You are here visiting Southern California on vacation. Soaking up the sun and ordering drinks with umbrellas and getting into the juicy part of life, like you do so well. When I was a kid, you were my magnet - I was drawn to your constant joy. Now I’m an adult, and I drive down to see you so that we can spend the day with our bare feet in the sand, and feel the pull of tides in our bloodstreams, the link of recognition. We are family, even if we don’t act like it most of the time.
“I brought my boogie board!” you exclaim. And you’re excited. And you’re proud. And it means something to you, something significant, that you brought foam with you in a suitcase, on a plane crossing the continent.

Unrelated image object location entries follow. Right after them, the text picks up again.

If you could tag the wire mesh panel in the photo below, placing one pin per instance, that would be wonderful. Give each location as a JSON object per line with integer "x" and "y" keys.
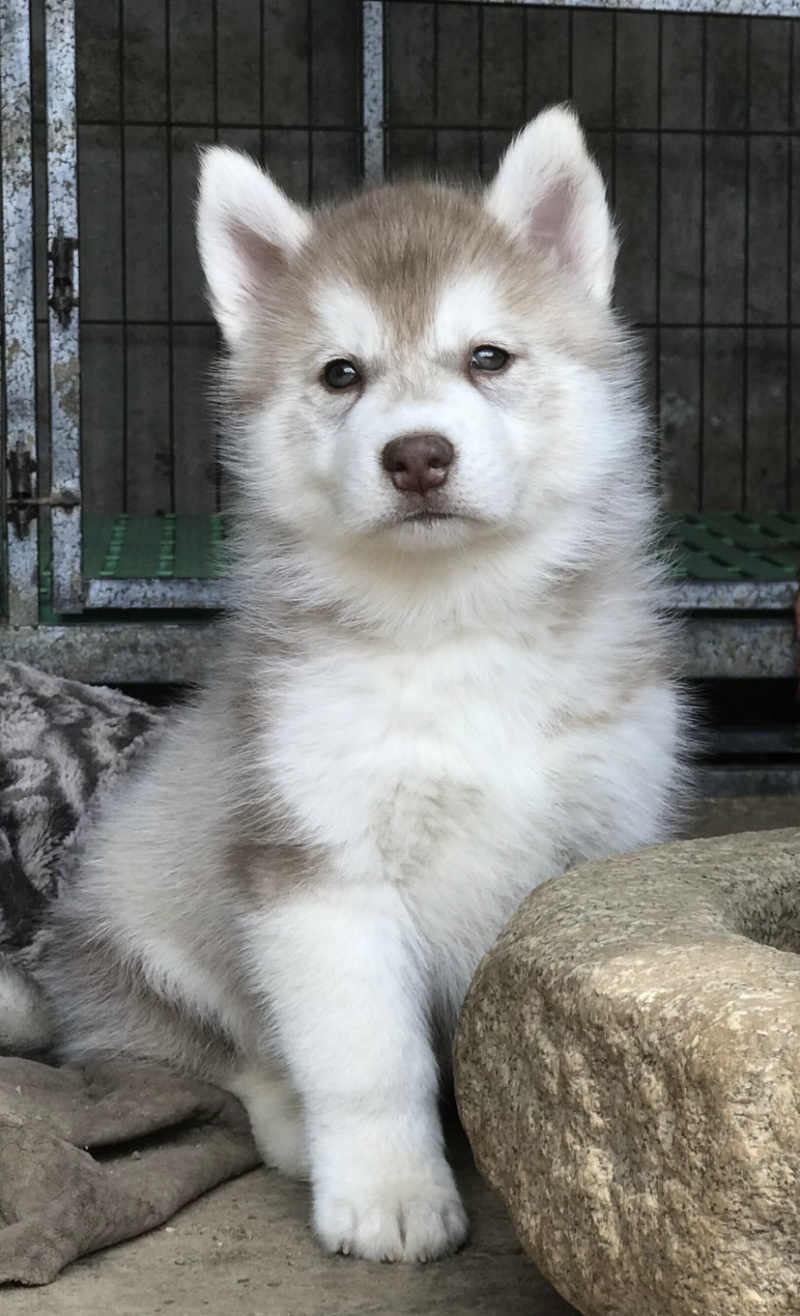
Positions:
{"x": 155, "y": 80}
{"x": 694, "y": 117}
{"x": 695, "y": 121}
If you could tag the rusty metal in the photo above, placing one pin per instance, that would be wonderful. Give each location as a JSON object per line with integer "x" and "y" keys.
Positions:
{"x": 62, "y": 299}
{"x": 19, "y": 357}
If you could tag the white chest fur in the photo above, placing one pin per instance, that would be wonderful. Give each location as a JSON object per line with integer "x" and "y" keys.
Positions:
{"x": 426, "y": 770}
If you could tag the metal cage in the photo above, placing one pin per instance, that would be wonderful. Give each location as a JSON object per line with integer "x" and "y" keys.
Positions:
{"x": 113, "y": 509}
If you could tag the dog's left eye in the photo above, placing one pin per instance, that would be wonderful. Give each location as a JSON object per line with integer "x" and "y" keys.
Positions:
{"x": 488, "y": 358}
{"x": 341, "y": 374}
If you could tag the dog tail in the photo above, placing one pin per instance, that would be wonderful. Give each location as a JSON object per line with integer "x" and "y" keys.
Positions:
{"x": 25, "y": 1027}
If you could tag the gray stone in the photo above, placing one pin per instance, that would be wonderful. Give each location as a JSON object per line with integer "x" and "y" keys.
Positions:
{"x": 628, "y": 1071}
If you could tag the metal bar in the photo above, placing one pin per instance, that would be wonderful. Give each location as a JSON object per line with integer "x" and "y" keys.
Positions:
{"x": 373, "y": 92}
{"x": 19, "y": 365}
{"x": 755, "y": 8}
{"x": 63, "y": 328}
{"x": 746, "y": 277}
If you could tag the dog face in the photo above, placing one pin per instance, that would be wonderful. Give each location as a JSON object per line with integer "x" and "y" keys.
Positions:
{"x": 421, "y": 365}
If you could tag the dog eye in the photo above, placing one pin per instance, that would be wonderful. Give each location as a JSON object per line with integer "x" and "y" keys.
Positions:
{"x": 341, "y": 374}
{"x": 488, "y": 358}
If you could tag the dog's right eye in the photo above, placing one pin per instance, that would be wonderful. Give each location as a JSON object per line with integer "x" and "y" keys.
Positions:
{"x": 341, "y": 374}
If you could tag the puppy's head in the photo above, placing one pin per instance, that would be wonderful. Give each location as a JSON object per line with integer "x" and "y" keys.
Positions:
{"x": 423, "y": 365}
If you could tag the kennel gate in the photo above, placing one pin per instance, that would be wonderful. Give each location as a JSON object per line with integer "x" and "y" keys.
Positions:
{"x": 113, "y": 515}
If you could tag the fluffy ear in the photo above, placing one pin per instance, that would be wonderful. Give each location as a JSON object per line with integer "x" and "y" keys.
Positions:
{"x": 246, "y": 230}
{"x": 550, "y": 191}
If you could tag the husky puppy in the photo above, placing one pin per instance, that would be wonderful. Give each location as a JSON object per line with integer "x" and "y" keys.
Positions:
{"x": 445, "y": 677}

Such commitment that it breaks me in half. And you’re older than me, but inside you’re younger than me, with untempered freedom and crispness and such hunger for fun. I am warmed by it, still, and all the miles and all the moments we’ve missed, that divided us, they evaporate in an instant. We have this moment, here. We’re together, now.
I picture you smiling on a wave, drenched and delighted. And I’m glad I’ve come to see you. I’m glad you brought your boogie board. I’m glad you can retreat into the ocean, then surf your way back into my heart.
p.s. If you happen to see someone in the actual process of boogie boarding, warning: you will very likely drown with lastima.